ALBANY, N.Y. (NEWS10) — The push to make changes to health policy in New York continues, following the state Attorney General’s report on COVID-19 and nursing homes. While the report found an “undercount” of nursing home resident deaths, it also highlighted several other issues such as understaffing.

“We have seen this year what happened in long-term care facilities and also acute care facilities. We see that there’s a burnout rate from nurses. They’re leaving the field,” said Assemblymember Aileen Gunther during an Assembly Health Committee meeting Tuesday morning.

Gunther is the Assembly sponsor of the proposed Safe Staffing for Quality Care Act. The proposal has bipartisan support in the state legislature, and the support of the New York State Nurses Association (NYSNA). The concept is to have enough staff at healthcare facilities to properly take care of patients.

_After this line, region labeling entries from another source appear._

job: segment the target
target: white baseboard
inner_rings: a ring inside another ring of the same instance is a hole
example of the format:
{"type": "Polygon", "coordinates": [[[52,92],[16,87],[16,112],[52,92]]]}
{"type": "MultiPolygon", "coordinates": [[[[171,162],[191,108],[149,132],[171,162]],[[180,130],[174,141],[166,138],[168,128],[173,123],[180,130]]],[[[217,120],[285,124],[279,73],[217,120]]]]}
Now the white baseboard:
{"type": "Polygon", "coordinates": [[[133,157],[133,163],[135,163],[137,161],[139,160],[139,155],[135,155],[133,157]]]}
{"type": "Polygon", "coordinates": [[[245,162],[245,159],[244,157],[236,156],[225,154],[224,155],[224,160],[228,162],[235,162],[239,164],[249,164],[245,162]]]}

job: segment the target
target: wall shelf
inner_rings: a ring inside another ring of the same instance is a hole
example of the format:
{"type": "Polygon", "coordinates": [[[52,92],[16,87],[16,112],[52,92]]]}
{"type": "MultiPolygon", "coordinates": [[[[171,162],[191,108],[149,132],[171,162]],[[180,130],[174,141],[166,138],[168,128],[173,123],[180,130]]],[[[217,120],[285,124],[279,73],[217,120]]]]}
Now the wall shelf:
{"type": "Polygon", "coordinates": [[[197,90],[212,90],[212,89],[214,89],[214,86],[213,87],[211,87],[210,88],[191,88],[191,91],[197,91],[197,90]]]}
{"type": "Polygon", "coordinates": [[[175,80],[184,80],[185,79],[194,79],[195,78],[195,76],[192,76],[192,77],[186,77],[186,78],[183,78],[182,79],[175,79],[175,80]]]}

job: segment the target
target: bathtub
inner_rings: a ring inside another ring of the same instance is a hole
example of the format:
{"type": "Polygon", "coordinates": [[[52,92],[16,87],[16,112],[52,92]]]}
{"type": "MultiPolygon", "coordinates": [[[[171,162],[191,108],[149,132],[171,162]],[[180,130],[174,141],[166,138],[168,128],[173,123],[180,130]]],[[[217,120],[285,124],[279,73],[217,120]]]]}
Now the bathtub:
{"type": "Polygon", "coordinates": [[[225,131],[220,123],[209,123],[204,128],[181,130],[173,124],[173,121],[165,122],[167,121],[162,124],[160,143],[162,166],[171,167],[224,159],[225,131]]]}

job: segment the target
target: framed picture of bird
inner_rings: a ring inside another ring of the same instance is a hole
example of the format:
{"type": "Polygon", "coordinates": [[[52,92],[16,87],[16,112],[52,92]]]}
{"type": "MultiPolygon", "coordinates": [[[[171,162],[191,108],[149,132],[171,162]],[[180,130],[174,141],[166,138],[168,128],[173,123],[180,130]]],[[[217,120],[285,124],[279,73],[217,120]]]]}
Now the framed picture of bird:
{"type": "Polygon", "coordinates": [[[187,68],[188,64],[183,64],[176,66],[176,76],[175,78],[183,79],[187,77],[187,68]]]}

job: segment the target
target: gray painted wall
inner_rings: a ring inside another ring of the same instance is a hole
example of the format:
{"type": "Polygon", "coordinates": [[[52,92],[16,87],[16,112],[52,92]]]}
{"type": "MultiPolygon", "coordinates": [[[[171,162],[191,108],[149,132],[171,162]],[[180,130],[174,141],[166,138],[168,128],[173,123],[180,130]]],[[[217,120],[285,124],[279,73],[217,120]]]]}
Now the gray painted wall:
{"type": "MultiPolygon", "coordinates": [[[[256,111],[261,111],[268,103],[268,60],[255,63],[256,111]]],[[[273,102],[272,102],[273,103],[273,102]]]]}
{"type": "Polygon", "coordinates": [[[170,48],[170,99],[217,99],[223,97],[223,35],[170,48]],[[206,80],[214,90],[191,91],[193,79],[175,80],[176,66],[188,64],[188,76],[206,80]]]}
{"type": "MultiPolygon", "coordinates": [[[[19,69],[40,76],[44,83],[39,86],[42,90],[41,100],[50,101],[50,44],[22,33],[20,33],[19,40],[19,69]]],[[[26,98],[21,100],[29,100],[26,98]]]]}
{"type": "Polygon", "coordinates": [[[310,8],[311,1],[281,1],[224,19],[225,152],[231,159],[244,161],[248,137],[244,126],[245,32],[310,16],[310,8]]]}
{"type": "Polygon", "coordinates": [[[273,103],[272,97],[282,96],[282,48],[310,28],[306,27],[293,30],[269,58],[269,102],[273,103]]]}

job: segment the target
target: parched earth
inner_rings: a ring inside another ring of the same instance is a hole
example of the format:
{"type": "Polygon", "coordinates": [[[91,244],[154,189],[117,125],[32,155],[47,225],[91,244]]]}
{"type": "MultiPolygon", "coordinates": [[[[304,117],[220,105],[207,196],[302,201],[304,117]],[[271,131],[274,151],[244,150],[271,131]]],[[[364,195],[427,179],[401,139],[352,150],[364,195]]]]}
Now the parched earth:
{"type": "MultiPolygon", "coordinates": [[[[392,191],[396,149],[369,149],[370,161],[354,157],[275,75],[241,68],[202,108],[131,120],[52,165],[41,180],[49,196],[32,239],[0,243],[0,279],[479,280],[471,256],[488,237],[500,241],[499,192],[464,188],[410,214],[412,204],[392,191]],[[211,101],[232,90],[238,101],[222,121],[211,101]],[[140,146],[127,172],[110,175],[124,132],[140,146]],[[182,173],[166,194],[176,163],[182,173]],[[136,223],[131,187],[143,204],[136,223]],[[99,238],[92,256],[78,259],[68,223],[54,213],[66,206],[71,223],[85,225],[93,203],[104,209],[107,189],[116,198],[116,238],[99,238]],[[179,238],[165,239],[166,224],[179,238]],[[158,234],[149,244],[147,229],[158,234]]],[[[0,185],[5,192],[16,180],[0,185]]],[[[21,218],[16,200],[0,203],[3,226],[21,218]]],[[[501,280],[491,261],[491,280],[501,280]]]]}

“This going back from sending patients with COVID from nursing homes to hospitals, then hospitals got overwhelmed, they were told to send them back to the nursing homes, and even in the transfer process, patients died because neither place was capable of caring adequately for these patients,” said Judy Sheridan-Gonzalez, NYSNA President, RN. 

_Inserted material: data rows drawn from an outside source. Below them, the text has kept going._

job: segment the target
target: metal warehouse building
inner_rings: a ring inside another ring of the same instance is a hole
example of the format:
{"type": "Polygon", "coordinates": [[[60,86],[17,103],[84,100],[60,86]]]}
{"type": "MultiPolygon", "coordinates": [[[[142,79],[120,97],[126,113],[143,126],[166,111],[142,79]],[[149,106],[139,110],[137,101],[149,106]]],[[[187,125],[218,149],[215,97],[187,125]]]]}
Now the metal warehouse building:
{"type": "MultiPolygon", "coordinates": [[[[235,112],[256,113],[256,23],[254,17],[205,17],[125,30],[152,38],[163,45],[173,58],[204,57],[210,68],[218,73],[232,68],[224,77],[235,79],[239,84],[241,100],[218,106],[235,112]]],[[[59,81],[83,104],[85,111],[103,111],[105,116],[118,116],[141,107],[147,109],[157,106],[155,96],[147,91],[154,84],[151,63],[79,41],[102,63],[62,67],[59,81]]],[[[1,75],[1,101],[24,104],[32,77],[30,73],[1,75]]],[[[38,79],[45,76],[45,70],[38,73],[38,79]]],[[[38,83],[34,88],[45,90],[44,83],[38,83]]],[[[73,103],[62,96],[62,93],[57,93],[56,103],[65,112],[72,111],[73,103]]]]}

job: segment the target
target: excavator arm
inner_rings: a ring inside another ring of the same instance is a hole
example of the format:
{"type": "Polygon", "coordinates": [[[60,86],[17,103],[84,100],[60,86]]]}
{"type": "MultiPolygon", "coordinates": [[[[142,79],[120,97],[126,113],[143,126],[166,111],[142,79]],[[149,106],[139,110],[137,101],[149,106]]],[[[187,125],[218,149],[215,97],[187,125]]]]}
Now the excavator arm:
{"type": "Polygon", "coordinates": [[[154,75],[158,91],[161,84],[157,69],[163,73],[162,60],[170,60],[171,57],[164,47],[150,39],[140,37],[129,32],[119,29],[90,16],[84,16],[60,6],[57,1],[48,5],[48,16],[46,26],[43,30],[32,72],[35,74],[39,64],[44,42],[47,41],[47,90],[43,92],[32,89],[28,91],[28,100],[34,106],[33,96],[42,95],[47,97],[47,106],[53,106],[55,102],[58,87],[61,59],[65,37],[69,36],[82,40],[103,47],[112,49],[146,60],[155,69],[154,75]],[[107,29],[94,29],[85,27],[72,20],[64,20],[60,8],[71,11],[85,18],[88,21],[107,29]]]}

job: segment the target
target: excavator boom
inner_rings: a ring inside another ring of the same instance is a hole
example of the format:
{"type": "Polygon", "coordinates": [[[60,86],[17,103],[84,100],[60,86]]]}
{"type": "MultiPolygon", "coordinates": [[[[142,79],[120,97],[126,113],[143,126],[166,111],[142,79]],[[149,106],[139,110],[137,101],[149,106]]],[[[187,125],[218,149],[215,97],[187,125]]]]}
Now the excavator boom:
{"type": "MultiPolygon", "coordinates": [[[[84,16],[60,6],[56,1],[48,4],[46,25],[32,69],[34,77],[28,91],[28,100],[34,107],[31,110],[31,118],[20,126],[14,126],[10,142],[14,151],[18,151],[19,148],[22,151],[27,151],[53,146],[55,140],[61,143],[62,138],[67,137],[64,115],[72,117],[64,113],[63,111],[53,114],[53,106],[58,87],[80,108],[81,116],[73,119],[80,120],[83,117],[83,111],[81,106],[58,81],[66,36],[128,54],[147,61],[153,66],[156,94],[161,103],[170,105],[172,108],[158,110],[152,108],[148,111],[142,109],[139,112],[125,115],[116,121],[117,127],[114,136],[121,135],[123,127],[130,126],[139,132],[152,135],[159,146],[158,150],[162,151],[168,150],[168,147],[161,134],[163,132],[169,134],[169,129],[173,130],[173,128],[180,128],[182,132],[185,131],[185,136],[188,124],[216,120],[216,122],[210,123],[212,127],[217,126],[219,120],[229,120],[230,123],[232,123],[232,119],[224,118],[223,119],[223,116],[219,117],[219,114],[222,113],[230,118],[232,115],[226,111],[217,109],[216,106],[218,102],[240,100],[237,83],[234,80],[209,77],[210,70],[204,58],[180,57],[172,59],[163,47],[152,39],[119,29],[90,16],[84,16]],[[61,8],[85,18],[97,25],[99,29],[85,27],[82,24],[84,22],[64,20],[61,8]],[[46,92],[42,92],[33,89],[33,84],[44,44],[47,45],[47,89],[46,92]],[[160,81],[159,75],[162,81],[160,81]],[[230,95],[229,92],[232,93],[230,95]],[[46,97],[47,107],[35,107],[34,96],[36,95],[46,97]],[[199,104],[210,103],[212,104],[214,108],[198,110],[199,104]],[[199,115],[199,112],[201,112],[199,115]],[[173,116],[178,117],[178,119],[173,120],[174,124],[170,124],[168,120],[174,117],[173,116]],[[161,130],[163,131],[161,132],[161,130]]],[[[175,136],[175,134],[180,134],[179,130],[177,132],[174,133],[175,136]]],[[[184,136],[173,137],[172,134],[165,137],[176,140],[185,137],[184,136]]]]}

NYSNA said the legislation would set nurse to patient ratios by unit at hospitals. And at nursing homes it would set minimum care hours per resident per day.

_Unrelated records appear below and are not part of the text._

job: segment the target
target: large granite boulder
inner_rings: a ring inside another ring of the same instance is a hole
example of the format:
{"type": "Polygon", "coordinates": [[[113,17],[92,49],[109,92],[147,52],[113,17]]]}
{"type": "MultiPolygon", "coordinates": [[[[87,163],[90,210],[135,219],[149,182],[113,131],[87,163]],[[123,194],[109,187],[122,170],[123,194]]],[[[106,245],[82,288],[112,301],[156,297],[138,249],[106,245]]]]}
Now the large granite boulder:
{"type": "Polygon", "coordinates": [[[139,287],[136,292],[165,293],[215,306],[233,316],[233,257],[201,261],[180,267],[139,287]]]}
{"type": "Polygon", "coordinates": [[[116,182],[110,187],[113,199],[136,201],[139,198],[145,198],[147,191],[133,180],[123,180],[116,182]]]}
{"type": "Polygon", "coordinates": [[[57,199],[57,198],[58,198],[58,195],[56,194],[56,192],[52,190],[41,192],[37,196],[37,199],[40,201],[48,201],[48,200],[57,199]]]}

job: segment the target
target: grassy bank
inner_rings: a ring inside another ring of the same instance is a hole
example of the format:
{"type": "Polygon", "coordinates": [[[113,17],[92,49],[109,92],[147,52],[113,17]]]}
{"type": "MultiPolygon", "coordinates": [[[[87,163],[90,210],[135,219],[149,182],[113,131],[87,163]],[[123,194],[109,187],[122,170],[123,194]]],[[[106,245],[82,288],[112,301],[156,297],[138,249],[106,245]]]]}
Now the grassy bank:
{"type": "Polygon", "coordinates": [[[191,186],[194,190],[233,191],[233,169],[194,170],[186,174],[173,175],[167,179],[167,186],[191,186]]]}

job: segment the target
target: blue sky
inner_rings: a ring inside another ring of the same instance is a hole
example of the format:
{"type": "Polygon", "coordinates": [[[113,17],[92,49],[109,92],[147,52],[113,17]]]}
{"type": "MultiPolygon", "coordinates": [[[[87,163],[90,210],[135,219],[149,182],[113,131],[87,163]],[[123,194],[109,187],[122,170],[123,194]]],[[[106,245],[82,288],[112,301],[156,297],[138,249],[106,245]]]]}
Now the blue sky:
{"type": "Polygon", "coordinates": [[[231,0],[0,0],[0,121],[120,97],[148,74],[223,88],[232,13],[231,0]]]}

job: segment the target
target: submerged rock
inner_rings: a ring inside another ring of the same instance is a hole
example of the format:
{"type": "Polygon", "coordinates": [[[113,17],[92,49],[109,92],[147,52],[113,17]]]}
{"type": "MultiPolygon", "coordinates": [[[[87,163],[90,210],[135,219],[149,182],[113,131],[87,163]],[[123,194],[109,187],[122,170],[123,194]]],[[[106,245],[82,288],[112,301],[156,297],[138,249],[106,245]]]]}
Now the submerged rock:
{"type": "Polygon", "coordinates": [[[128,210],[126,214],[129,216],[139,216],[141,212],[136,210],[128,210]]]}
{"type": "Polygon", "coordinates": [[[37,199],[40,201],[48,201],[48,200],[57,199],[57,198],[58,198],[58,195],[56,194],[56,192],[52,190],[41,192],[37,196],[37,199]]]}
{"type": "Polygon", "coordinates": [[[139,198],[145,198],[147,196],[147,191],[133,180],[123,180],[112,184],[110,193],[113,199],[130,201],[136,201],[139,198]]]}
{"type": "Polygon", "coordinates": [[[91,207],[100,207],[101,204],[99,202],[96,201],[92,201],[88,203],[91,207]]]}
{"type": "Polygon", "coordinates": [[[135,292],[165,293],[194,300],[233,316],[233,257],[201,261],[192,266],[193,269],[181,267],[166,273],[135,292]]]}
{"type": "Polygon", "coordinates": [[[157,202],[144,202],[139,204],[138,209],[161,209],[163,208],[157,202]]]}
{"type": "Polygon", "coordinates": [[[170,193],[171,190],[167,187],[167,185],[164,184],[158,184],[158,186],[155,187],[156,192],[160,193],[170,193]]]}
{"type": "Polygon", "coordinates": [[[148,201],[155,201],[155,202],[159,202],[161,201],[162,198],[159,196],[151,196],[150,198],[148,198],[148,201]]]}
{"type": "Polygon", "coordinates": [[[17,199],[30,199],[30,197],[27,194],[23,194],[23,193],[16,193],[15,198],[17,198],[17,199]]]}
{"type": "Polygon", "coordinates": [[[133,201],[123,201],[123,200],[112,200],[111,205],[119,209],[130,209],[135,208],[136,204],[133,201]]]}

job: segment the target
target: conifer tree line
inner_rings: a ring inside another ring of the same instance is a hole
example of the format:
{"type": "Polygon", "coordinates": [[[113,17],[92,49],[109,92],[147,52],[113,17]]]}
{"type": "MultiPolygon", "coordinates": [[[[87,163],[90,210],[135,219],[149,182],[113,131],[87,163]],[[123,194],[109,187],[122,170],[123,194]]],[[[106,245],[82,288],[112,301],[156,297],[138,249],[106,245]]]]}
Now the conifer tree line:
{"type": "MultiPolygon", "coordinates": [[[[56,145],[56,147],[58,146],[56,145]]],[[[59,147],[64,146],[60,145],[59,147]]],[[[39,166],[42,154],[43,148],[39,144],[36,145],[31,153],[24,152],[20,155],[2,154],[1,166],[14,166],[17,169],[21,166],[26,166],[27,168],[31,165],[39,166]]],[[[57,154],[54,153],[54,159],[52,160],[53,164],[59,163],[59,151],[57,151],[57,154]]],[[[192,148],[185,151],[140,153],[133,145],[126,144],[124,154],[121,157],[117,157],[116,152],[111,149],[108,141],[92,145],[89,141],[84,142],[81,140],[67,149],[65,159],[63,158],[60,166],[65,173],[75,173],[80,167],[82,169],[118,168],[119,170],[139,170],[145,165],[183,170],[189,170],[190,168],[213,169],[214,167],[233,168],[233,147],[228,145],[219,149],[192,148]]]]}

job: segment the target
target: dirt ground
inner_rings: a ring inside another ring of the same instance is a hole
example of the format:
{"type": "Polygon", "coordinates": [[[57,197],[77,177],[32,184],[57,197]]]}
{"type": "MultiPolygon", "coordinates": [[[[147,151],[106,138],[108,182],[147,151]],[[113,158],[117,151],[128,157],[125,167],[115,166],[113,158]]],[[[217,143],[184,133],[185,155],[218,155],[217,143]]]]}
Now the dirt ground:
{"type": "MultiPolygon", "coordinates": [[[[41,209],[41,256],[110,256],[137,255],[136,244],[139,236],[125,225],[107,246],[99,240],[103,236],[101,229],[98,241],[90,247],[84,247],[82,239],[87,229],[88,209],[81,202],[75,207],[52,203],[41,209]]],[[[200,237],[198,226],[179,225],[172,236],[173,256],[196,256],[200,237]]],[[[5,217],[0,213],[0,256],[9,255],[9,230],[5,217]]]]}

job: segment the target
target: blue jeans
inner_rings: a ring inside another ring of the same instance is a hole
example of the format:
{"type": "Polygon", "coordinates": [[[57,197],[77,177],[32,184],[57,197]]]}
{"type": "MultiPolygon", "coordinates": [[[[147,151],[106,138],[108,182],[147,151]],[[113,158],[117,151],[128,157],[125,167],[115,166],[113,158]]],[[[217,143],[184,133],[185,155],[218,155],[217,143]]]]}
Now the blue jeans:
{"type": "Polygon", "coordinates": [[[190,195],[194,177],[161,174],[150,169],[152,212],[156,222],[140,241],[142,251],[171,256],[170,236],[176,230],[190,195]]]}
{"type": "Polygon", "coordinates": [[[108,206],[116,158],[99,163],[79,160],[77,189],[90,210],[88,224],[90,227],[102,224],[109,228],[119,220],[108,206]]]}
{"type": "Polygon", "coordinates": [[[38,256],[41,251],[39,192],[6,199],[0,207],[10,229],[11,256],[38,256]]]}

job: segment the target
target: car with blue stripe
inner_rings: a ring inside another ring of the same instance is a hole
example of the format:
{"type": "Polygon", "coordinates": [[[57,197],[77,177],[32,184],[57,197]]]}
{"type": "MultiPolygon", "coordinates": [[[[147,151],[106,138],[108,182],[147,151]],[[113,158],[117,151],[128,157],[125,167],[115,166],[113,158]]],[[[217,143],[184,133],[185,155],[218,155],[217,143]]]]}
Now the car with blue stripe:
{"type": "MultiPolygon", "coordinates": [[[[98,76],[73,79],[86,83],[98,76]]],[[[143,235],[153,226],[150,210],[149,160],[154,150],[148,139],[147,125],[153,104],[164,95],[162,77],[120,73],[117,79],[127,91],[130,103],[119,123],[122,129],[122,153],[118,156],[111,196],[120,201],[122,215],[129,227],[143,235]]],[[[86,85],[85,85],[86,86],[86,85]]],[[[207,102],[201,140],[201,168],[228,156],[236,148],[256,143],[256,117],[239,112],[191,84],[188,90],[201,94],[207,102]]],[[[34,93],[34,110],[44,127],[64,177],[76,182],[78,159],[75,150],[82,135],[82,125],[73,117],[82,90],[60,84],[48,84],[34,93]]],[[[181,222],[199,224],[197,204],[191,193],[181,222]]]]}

“It’s critical to have enough hours of care for these patients to not only provide for what they ask for but to predict what they might need because they can’t always advocate for themselves,” Sheridan-Gonzalez said.

While some argue that if the legislation is approved, facilities would need to hire thousands more healthcare workers, while there is already a shortage, driving up wages, Sheridan-Gonzalez says it would incentivize nurses and draw more to the field.

“I’m sure that they would come back if they knew that they were going to practice under safe conditions and be able to provide the hands-on care that they went into the profession to provide,” she said. 

The bill passed through the Assembly Health Committee Thursday morning and now heads to the Codes Committee.